Although setting healthy professional boundaries can be difficult, particularly given the sensitive nature of social work, Forbes offers several simple ways to define boundaries, including setting off-limits times, taking time to respond, and learning how to say no.
You should also prepare for pushback, which may occur when you begin setting limits with colleagues and clients.
2. Take time for self-care
Sometimes, preventing burnout means focusing on yourself, which may be difficult for professionals who've grown used to putting others first. Dr. Nikola Djordjevic emphasizes the importance of getting enough sleep and taking regular vacations.
Arlene B. Englander agrees, adding, "It's also important to maintain a full, healthy, and enjoyable personal life, including plenty of fun, social supports, and, ideally, physical exercise. Physical exercise provides those endorphins, often termed ‘the body's Prozac,' that can help to soothe after a stressful day of seeking to help so many."
3. Ask for support
Professionals who work in a field dedicated to helping people know that it's important to ask for support when you need it. Robert Bogue of Thor Projects LLC elaborates: "Sometimes you need an ear to listen, and sometimes you need a helping hand. We all need help at times. Being willing to ask for help is a benefit to you and to the one who you ask. You are modeling that it is ok to ask for help."

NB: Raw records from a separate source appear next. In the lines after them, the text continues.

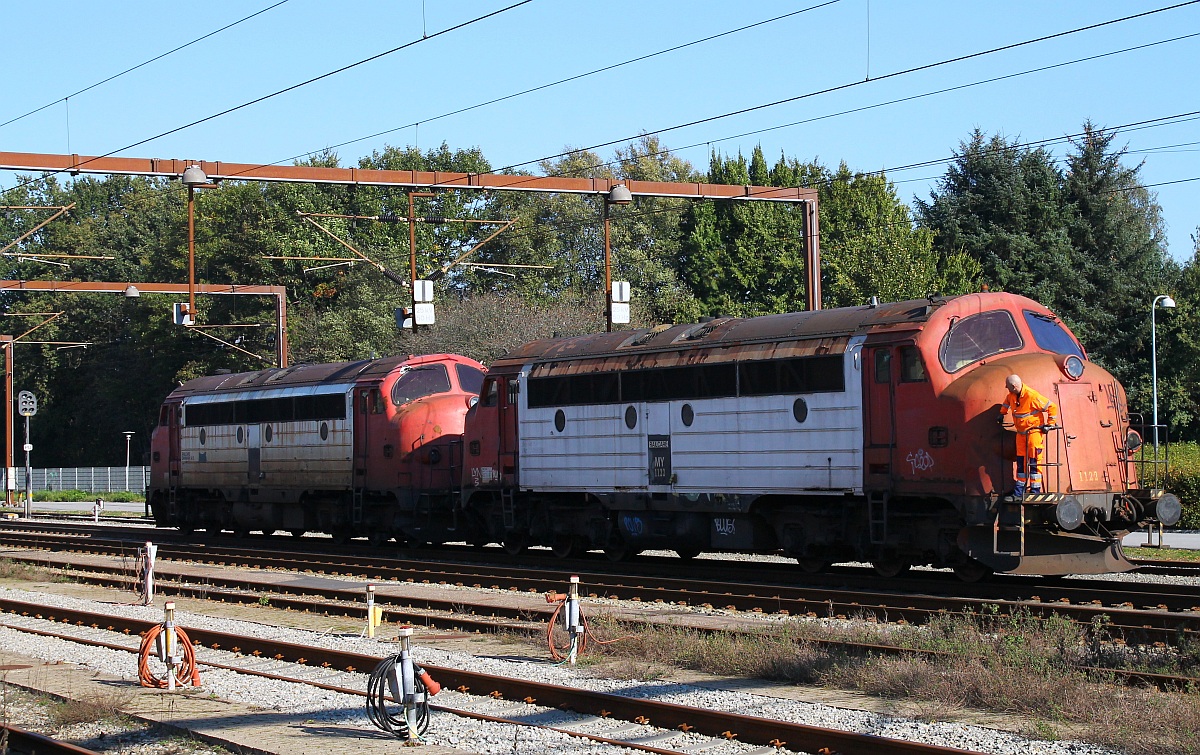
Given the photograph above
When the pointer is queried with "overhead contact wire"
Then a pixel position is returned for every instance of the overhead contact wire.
(145, 63)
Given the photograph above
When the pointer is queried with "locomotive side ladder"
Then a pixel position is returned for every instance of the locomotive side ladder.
(1005, 513)
(877, 515)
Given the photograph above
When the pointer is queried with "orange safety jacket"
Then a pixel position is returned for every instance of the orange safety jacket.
(1030, 409)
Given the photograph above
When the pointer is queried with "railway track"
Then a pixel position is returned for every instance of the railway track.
(1141, 613)
(636, 723)
(463, 612)
(21, 742)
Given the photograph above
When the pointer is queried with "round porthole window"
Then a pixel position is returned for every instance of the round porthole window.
(801, 409)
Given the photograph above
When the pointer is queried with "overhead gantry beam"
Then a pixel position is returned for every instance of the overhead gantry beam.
(136, 288)
(219, 171)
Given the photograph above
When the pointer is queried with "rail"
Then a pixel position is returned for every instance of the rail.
(13, 739)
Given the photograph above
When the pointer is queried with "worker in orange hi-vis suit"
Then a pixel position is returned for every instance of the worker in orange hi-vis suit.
(1032, 414)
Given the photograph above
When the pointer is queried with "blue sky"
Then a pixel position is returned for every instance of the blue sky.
(55, 49)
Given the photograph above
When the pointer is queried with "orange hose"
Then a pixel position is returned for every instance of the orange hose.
(186, 672)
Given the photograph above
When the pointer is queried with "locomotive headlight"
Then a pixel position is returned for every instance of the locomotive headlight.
(1073, 366)
(1133, 441)
(1069, 513)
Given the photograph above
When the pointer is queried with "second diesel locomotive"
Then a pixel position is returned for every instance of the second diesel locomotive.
(351, 448)
(859, 433)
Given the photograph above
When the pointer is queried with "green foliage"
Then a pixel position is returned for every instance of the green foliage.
(1183, 480)
(748, 258)
(1085, 240)
(85, 496)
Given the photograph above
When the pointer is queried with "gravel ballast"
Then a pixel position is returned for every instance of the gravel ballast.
(333, 708)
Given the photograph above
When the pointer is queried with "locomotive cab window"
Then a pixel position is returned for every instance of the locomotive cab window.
(975, 337)
(1051, 336)
(882, 365)
(912, 369)
(469, 378)
(419, 382)
(491, 393)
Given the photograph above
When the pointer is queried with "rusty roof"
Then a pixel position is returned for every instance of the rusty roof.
(793, 334)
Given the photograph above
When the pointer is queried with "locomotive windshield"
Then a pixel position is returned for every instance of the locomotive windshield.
(469, 378)
(419, 382)
(982, 335)
(1050, 335)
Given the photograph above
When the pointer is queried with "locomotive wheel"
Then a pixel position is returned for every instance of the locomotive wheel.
(813, 565)
(972, 571)
(889, 568)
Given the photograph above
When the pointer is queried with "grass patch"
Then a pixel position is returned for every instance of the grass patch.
(1163, 553)
(1012, 665)
(99, 707)
(83, 496)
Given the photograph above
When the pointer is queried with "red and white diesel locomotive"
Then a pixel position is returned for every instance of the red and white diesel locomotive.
(337, 448)
(859, 433)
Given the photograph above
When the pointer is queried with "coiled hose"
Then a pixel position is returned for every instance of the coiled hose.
(186, 672)
(395, 723)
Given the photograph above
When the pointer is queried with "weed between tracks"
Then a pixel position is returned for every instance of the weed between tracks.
(15, 570)
(1008, 665)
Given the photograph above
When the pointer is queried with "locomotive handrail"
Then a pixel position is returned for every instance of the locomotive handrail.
(1049, 463)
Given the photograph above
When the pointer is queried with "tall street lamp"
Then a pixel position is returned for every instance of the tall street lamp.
(193, 178)
(1168, 304)
(127, 433)
(617, 195)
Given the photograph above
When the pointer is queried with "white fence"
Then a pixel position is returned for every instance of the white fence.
(91, 479)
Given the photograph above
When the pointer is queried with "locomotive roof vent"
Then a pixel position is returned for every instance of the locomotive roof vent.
(702, 329)
(646, 337)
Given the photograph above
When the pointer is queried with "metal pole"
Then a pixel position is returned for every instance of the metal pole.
(191, 252)
(607, 271)
(29, 477)
(129, 436)
(1153, 369)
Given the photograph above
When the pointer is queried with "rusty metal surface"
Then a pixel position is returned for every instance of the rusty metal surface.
(288, 377)
(219, 171)
(100, 287)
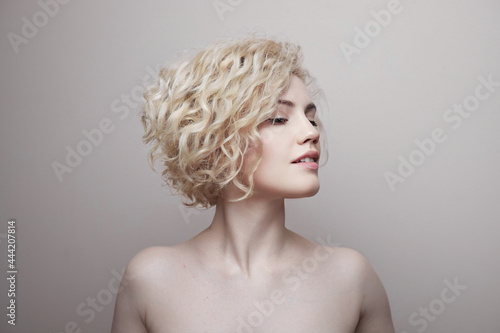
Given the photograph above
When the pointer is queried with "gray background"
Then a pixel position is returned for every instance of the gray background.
(76, 232)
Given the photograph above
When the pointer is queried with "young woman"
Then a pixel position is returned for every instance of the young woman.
(235, 126)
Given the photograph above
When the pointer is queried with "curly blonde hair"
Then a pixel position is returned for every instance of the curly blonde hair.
(203, 114)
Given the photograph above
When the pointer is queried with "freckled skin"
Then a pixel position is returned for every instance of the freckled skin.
(247, 272)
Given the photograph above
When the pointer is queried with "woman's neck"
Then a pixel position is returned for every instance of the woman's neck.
(247, 236)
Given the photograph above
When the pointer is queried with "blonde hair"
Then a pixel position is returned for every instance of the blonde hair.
(202, 114)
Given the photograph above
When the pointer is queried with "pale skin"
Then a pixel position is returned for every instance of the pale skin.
(247, 272)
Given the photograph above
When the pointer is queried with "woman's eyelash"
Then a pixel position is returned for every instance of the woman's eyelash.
(277, 121)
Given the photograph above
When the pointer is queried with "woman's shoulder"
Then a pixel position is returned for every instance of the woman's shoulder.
(152, 263)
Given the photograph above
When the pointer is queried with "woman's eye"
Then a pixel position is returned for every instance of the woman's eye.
(277, 121)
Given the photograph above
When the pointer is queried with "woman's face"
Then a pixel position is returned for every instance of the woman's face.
(288, 137)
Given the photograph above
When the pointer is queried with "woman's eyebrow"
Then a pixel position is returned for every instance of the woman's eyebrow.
(310, 107)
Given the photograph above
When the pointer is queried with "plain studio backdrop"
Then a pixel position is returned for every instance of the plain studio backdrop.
(413, 96)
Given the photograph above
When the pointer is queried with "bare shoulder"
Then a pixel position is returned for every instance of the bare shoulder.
(141, 281)
(150, 262)
(353, 269)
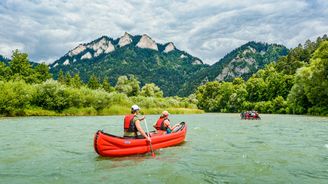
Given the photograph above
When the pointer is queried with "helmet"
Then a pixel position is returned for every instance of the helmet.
(165, 113)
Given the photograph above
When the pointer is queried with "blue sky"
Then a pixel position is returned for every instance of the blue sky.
(208, 29)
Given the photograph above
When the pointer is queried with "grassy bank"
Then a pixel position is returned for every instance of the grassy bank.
(113, 110)
(51, 98)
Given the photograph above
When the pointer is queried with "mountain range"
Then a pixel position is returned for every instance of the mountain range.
(175, 71)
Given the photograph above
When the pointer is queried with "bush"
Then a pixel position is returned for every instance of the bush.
(15, 97)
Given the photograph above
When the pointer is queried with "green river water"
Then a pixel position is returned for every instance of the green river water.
(219, 148)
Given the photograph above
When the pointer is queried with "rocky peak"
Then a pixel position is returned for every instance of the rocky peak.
(125, 40)
(102, 46)
(169, 47)
(77, 50)
(146, 42)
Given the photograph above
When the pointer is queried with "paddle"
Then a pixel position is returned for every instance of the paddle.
(151, 147)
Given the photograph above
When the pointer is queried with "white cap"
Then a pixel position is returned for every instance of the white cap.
(135, 107)
(165, 113)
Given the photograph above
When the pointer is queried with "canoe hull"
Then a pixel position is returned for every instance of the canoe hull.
(113, 146)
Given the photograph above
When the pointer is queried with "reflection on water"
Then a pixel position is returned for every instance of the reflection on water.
(219, 148)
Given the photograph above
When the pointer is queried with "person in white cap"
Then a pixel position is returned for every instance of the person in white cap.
(163, 123)
(132, 124)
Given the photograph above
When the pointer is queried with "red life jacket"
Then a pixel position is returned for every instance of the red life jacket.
(160, 124)
(129, 125)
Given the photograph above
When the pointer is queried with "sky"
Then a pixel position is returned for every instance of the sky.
(208, 29)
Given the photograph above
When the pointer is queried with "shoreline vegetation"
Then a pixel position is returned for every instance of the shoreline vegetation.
(51, 98)
(31, 91)
(295, 84)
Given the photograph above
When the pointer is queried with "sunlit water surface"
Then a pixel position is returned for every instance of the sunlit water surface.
(219, 148)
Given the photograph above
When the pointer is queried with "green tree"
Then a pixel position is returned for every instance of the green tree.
(61, 77)
(129, 86)
(41, 73)
(311, 84)
(68, 79)
(93, 82)
(76, 81)
(20, 67)
(4, 72)
(106, 85)
(151, 90)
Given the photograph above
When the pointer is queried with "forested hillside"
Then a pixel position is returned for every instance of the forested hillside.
(297, 83)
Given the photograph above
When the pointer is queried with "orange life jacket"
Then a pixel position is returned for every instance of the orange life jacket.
(160, 124)
(129, 124)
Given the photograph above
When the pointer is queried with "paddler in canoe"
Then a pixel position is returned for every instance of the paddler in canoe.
(132, 125)
(163, 123)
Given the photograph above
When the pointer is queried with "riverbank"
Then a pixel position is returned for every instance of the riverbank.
(113, 110)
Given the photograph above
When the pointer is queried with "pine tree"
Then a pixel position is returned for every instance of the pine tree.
(76, 81)
(61, 77)
(68, 79)
(42, 72)
(93, 82)
(106, 85)
(20, 66)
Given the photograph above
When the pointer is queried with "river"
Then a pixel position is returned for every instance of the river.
(219, 148)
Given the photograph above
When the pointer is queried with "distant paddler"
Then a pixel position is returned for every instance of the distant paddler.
(132, 125)
(163, 123)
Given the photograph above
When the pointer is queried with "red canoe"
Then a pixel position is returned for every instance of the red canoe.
(115, 146)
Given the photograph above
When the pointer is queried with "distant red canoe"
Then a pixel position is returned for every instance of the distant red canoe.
(114, 146)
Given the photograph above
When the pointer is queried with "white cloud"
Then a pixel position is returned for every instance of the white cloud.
(208, 29)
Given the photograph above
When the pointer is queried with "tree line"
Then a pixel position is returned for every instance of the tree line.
(295, 84)
(27, 90)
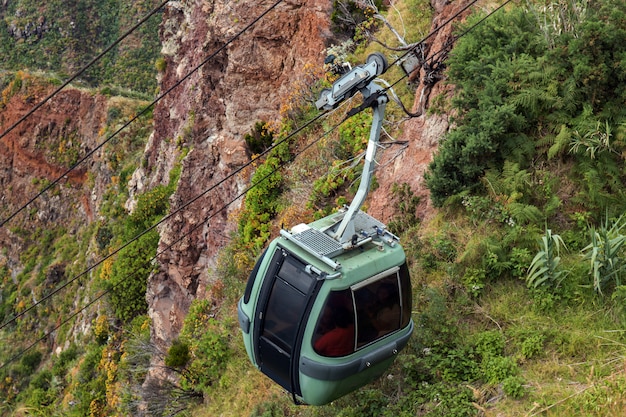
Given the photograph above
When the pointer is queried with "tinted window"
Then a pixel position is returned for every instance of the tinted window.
(368, 311)
(335, 331)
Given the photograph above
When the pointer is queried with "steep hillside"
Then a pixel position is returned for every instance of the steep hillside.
(505, 183)
(62, 37)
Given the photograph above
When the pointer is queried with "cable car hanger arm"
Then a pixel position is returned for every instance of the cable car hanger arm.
(362, 79)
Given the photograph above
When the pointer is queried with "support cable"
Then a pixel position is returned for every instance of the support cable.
(139, 114)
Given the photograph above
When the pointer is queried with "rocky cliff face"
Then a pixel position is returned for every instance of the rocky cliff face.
(40, 150)
(210, 112)
(424, 131)
(217, 85)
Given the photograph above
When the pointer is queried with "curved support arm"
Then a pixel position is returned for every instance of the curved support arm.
(345, 231)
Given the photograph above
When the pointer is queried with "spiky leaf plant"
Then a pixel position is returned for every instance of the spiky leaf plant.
(605, 255)
(544, 269)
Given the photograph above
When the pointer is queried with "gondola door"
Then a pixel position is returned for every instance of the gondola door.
(283, 310)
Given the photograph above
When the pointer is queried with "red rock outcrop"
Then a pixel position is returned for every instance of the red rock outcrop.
(424, 132)
(210, 112)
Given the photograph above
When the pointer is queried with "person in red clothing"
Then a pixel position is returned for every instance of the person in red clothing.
(339, 341)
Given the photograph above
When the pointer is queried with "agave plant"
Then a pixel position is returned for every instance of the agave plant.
(544, 269)
(605, 254)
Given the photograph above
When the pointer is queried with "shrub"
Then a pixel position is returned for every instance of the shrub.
(178, 354)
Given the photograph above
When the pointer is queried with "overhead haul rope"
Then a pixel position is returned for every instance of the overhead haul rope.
(444, 49)
(139, 114)
(185, 235)
(184, 206)
(164, 219)
(85, 68)
(348, 115)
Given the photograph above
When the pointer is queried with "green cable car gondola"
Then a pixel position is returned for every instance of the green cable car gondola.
(327, 307)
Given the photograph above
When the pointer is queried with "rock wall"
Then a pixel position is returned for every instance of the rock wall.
(423, 132)
(210, 112)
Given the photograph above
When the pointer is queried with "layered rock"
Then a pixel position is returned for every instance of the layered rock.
(221, 84)
(423, 132)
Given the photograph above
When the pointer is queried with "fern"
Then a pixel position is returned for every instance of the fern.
(560, 142)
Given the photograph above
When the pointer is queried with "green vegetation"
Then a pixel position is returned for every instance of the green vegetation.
(63, 37)
(517, 276)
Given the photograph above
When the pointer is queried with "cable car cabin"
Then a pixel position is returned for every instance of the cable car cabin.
(322, 320)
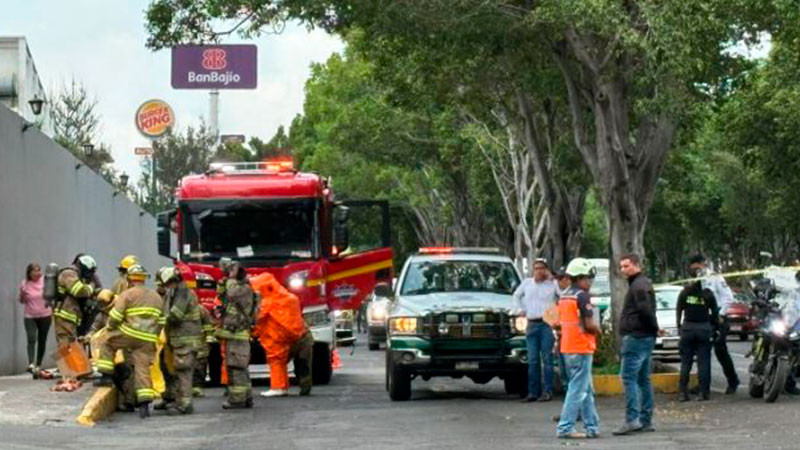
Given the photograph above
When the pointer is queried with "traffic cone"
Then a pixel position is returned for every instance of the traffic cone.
(337, 363)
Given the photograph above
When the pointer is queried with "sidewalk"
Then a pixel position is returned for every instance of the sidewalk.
(24, 401)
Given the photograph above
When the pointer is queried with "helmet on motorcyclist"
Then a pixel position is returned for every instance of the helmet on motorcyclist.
(581, 267)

Asking for support can take a variety of forms, and it may be helpful to consider what assistance will make the most difference in preventing burnout and in your overall well-being. That can mean seeking help from family members with household chores after a long day at work or getting backup from colleagues to help with challenging on-the-job situations. Englander adds, "Support groups, journaling and sharing concerns with knowledgeable and compassionate therapist friends can all be helpful."
Bogue, who is the co-author of the book Extinguish Burnout adds, "Sometimes taking the stress off your life in small ways makes a big difference."
4. Reassess your expectations
Sometimes work-related stress is caused by expectations that are simply too high, and burnout can be prevented or mitigated by reassessing the demands we place on ourselves.
This is especially true when things don't go as planned. Englander offers, "It's important to look at the way we talk to ourselves and be compassionate towards ourselves, much as we would advise our clients to do. Telling ourselves we "should" or "should not have" tried an intervention that didn't work is engaging in a pain-producing thought that will induce undue stress. Rather, we need to learn from whatever interventions don't work best, so we can do better next time."
Bogue adds, "If you feel like you are not getting the results you expect, look at your expectations — are they realistic? Look at your results through the eyes of your patients or a trusted friend, we frequently are getting better results than we think."